Lately, I've been working with a risk model in Python.
My target variable is a frequency (float), which was calculated as
freq = number of events/total exposition
and my dataset is really unbalanced, so that the frequency distribution can be approximated to a Zero Inflated Poisson distribution (~98% of my target equals zero).
I've dealt with all of my features properly, one hot encoding the categorical ones (besides guaranteeing all categories make sense and have relevance) and scaling the numeric ones.
Still, I've been trying to fit a Zero Inflated Poisson GLM from statsmodel, which has been failing to converge:
from statsmodels.discrete.count_model import ZeroInflatedPoisson
model = ZeroInflatedPoisson(endog=y_train,
exog=X_train_prep,
exog_infl=X_train_prep)
modelzip = model.fit()
modelzip.summary()
The error I get is:
ConvergenceWarning: Maximum Likelihood optimization failed to converge. Check mle_retvals
Warning: Maximum number of iterations has been exceeded.
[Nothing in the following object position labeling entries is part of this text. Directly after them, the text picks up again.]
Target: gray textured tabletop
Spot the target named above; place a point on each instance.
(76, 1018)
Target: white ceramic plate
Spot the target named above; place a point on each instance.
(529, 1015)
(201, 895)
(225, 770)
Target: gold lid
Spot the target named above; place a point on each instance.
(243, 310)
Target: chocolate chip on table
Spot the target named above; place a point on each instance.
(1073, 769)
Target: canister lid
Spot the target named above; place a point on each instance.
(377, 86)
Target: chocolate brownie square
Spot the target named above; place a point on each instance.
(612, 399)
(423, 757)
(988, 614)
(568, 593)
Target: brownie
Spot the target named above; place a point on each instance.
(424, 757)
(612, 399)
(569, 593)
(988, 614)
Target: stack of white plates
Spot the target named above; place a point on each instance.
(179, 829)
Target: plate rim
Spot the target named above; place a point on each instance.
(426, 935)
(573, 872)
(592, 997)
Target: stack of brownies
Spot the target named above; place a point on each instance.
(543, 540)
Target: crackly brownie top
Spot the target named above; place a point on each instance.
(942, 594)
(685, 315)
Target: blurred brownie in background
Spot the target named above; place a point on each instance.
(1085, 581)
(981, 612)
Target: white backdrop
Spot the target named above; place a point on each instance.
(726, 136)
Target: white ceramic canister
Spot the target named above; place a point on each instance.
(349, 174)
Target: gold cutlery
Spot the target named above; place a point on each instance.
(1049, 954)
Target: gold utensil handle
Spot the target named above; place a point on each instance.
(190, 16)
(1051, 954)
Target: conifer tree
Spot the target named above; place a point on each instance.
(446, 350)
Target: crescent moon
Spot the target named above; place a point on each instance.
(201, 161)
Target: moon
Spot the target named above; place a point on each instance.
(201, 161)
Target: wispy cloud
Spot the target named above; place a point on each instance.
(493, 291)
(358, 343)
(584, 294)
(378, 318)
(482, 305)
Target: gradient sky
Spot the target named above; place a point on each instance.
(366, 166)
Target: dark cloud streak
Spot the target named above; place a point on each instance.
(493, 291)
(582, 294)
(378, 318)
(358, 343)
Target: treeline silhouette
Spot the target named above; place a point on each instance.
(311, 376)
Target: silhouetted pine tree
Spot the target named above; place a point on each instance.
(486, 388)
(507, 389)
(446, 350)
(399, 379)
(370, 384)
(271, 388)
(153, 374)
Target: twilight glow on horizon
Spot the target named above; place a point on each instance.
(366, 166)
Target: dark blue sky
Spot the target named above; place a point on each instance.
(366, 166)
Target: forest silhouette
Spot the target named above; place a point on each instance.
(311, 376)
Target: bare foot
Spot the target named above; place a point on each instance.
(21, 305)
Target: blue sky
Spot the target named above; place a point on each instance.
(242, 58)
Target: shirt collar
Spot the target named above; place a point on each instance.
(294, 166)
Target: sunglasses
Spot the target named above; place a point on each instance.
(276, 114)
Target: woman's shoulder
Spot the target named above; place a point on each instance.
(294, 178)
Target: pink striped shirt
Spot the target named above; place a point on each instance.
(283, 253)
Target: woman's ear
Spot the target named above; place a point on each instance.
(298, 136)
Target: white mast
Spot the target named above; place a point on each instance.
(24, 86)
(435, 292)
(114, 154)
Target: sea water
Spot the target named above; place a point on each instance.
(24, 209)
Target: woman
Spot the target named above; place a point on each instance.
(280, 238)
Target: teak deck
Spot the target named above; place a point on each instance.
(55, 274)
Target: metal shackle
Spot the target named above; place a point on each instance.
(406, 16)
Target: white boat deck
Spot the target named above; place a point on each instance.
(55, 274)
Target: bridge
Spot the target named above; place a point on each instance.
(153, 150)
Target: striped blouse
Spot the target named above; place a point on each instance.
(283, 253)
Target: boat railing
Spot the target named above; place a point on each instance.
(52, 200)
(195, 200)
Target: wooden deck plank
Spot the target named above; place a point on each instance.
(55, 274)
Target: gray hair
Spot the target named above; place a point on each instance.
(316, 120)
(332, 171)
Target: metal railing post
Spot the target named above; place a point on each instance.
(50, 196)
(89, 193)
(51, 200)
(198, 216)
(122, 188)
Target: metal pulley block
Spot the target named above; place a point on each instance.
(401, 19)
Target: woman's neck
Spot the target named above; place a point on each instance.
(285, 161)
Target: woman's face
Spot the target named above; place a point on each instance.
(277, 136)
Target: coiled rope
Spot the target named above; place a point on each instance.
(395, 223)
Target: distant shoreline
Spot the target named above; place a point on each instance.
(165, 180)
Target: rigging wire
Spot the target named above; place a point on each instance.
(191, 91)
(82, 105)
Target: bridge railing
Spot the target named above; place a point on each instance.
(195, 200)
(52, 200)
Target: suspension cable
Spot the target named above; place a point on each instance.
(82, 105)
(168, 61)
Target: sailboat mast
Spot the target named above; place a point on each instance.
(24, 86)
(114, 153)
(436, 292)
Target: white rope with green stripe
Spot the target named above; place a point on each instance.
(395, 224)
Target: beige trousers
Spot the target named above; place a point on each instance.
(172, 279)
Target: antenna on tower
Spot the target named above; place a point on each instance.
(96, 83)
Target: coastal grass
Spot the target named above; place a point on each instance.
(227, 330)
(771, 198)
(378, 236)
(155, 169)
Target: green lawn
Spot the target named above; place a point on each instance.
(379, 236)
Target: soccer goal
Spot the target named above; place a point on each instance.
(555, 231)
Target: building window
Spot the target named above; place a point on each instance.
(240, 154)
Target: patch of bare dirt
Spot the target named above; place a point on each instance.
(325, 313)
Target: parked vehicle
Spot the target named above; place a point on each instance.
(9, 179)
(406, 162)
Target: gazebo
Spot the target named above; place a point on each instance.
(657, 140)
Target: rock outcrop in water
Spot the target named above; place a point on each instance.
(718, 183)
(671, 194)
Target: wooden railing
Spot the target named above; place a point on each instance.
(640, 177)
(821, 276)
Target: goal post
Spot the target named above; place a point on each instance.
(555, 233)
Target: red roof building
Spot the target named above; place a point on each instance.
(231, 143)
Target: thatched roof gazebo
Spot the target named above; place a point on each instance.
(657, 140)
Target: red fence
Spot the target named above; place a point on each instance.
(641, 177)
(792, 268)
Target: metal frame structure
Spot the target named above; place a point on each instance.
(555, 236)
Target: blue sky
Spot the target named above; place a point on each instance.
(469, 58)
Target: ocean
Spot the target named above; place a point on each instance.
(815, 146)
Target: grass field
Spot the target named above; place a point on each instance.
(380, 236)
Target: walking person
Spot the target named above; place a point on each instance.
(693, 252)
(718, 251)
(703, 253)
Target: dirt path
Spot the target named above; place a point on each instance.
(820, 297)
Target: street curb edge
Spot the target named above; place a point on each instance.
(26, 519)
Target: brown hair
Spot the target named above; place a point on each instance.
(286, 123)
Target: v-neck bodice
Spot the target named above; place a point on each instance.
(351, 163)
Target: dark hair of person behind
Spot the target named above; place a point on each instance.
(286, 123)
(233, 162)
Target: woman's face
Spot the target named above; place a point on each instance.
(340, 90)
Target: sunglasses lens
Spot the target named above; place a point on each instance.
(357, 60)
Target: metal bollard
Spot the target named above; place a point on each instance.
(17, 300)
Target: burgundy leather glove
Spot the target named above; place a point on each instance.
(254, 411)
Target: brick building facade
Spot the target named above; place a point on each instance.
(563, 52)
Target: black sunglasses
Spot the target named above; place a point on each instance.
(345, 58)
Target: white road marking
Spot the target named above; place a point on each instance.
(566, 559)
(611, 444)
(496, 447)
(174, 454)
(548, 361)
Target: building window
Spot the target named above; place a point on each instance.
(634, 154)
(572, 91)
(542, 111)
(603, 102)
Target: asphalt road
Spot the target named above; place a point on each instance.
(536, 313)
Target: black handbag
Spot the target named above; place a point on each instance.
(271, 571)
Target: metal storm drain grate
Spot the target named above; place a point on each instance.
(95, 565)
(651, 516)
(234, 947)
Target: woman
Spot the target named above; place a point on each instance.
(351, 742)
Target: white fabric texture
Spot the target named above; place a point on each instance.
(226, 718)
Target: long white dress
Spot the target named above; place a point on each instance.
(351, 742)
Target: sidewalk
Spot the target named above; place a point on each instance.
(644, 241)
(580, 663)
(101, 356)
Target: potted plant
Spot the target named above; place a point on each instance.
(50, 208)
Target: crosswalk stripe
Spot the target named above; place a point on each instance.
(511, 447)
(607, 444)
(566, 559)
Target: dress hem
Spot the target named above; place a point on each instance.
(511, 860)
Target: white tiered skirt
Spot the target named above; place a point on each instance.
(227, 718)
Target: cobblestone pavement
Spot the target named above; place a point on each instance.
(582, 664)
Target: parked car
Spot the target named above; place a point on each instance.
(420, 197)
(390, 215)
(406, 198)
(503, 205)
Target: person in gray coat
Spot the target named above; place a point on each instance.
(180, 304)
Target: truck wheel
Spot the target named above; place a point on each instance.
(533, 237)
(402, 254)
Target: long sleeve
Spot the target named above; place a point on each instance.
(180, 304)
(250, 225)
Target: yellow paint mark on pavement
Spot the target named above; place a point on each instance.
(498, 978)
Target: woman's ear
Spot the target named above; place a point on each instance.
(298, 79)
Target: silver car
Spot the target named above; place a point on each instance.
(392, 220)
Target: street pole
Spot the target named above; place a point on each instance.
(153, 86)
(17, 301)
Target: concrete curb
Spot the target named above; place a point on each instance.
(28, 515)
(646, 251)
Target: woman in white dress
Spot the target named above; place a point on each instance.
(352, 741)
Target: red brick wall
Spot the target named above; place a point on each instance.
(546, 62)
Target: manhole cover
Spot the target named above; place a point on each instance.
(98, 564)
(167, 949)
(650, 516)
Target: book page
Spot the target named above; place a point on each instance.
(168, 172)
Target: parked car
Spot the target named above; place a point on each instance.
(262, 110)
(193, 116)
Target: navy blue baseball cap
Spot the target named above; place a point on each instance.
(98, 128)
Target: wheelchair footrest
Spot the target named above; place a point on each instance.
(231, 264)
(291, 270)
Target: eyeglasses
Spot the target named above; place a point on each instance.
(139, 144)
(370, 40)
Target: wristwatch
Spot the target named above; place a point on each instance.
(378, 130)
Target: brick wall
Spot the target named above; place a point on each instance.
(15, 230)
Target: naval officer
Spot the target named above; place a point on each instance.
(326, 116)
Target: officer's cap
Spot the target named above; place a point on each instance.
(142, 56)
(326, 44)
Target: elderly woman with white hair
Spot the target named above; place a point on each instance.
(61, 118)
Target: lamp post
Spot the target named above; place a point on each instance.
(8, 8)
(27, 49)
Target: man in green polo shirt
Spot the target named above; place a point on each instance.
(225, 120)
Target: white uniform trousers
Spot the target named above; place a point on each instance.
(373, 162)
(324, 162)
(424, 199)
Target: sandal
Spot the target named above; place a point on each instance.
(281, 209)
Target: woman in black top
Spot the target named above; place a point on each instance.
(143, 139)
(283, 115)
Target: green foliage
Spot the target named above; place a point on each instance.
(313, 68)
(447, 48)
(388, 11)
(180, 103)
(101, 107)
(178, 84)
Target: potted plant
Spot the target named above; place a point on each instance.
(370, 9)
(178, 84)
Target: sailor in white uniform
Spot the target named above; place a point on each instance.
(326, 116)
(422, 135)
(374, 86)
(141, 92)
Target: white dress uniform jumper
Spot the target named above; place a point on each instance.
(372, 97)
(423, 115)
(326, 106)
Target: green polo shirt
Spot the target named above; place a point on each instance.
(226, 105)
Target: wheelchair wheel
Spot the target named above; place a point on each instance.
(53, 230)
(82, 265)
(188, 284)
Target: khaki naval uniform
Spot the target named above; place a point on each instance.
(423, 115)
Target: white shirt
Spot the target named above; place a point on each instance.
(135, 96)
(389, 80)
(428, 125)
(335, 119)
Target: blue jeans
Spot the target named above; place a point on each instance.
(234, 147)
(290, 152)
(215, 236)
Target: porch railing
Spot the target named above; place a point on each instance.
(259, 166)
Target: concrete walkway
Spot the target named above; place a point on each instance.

Current function value: 0.937949
Iterations: 35
Function evaluations: 37
Gradient evaluations: 37
I have no idea what's happening, since checking the model summary, I can see that most of my features coefficients have relevant p-values. The same convergence issue happens when I use the regular Generalized Poisson class from statsmodel: from statsmodels.discrete.discrete_model import GeneralizedPoisson
.
Another weird thing is that when I fit a Poisson using the class in statsmodel.api, I get no conversion problem (though, it's not what I want to use, since it's a regular Poisson, instead of a Zero Inflated):
import statsmodels.api as sm
model = sm.GLM(y_train,
X_train_prep,
family=sm.families.Poisson())
Does anyone know why I get this problem only with the statsmodels.discrete.count_model
class? And also, is there another Zero Inflated Poisson class in statsmodel apart from the one from statsmodels.discrete.count_model
, which is not converging?
Thank you!